For the following code which you can run on rust-explorer
use std::sync::Arc;
use nucleo::Nucleo;
use nucleo::pattern::{CaseMatching, Normalization};
fn main() {
let mut matcher = init_fuzzy_matcher();
let inject = matcher.injector();
let list = ["foobar", "fxxoo", "oo", "a"];
list.iter().for_each(|s| {
inject.push(s, |_| {});
});
matcher
.pattern
.reparse(0, "f", CaseMatching::Ignore, Normalization::Smart, false);
let _status = matcher.tick(1000);
dbg!(matcher.pattern.column_pattern(0));
let mut counter = 0;
loop {
let _status = matcher.tick(100);
// if status.changed {
let snapshot = matcher.snapshot();
let total = snapshot.item_count();
let got = snapshot.matched_item_count();
let res: Vec<_> = snapshot
.matched_items(..)
.map(|item| item.data)
.collect();
dbg!(total, got, res);
// }
// if !status.running {
// break;
// }
println!("running");
if counter > 4 {
break;
}
counter += 1;
}
}
type Matcher = Nucleo<&'static str>;
fn init_fuzzy_matcher() -> Matcher {
Nucleo::new(
nucleo::Config::DEFAULT,
Arc::new(|| println!("notified")),
None,
1,
)
}
The res
is always empty:
[src/main.rs:34:9] total = 4
[src/main.rs:34:9] got = 0
[src/main.rs:34:9] res = []
By using nucleo::Matcher
, for the same config, input and needle string, there is the desired output.

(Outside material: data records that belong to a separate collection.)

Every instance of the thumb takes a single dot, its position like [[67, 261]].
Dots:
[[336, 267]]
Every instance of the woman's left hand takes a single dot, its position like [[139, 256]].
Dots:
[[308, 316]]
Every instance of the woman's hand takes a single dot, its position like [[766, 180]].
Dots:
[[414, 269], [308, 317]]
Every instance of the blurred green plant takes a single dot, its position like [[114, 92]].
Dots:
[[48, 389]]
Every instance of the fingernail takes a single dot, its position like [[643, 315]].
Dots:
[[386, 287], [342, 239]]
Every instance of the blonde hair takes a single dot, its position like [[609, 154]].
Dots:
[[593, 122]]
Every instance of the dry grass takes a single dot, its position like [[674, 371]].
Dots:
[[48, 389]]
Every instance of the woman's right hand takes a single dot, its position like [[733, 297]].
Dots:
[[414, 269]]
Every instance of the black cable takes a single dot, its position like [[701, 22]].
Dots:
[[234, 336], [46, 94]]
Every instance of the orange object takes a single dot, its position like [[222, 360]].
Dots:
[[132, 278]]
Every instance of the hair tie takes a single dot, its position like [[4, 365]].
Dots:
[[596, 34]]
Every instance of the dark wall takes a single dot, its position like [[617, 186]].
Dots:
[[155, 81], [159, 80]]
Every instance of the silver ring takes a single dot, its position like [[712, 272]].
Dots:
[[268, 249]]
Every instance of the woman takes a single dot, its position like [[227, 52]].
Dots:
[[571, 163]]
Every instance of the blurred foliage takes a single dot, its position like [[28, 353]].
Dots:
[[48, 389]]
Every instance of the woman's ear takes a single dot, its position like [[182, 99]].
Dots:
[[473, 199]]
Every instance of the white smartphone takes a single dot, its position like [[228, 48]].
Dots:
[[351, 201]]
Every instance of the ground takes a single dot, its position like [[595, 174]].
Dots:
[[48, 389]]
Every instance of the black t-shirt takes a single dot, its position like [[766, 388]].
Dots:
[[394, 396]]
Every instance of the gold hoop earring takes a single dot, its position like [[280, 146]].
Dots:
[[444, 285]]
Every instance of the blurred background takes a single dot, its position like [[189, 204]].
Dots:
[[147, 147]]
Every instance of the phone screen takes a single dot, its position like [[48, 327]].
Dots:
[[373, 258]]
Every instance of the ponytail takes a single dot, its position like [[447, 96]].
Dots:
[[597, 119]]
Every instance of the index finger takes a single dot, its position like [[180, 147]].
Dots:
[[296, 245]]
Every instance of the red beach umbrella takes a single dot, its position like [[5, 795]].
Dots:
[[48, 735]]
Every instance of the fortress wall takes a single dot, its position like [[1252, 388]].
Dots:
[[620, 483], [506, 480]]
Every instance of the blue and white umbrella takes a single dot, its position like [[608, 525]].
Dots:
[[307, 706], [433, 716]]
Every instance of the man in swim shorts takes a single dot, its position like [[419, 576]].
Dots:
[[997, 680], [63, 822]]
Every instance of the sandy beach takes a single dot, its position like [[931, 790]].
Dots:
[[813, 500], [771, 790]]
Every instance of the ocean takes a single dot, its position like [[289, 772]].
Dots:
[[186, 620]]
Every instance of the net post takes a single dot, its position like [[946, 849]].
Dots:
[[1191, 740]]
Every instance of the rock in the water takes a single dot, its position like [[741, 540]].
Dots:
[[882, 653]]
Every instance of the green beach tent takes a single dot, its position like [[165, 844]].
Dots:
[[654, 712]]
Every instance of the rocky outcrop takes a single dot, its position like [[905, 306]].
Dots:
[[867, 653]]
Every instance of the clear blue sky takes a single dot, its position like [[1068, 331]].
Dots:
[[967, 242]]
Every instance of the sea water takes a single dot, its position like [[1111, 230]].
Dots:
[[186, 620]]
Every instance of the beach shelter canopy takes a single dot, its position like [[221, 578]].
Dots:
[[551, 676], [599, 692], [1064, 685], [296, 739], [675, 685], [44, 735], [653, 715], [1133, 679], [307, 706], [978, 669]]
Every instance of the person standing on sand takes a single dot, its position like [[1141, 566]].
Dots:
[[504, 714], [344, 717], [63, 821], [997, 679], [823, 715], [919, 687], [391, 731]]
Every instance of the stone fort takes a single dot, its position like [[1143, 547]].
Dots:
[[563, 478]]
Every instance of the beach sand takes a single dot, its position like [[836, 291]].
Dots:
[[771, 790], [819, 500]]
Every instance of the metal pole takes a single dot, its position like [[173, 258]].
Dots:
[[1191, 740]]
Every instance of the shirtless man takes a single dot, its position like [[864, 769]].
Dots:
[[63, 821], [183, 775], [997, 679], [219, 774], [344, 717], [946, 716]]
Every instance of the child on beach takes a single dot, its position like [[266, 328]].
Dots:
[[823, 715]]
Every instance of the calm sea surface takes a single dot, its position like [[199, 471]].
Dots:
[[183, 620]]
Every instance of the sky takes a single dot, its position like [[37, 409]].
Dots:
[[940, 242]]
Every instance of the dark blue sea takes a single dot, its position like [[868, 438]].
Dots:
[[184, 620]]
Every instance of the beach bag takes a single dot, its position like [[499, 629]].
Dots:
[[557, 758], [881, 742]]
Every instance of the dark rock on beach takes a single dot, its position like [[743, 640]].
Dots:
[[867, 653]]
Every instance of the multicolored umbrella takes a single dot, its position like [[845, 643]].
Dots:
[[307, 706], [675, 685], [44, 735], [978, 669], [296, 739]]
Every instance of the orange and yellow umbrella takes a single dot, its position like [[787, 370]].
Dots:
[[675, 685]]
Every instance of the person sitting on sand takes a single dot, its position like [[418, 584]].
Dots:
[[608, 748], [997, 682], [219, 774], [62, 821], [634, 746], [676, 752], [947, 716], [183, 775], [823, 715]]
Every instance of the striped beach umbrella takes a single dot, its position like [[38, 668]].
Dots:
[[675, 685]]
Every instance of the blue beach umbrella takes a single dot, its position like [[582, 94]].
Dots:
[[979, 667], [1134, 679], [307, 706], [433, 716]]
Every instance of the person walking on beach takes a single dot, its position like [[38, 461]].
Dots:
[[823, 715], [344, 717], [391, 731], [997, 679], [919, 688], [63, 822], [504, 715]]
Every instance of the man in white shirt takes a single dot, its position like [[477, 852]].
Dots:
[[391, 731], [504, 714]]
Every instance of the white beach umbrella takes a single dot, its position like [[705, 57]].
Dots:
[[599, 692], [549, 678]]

use nucleo::pattern::{Atom, AtomKind, CaseMatching, Normalization};
use nucleo::Matcher;
fn main() {
let mut matcher = init_fuzzy_matcher();
let list = ["foobar", "fxxoo", "oo", "a"];
let res = Atom::new(
"f",
CaseMatching::Ignore,
Normalization::Smart,
AtomKind::Fuzzy,
false,
)
.match_list(&list, &mut matcher);
dbg!(res);
}
fn init_fuzzy_matcher() -> Matcher {
Matcher::new(nucleo::Config::DEFAULT)
}
[src/main.rs:20:5] res = [
(
"foobar",
36,
),
(
"fxxoo",
36,
),
]
So the question is how we use Nucleo in the right way? I see an issue asking for examples, but no replies in there.
I also scan the code in helix's source files, though nucleo is used as its dependency, the real use of it is Matcher, not Nucleo.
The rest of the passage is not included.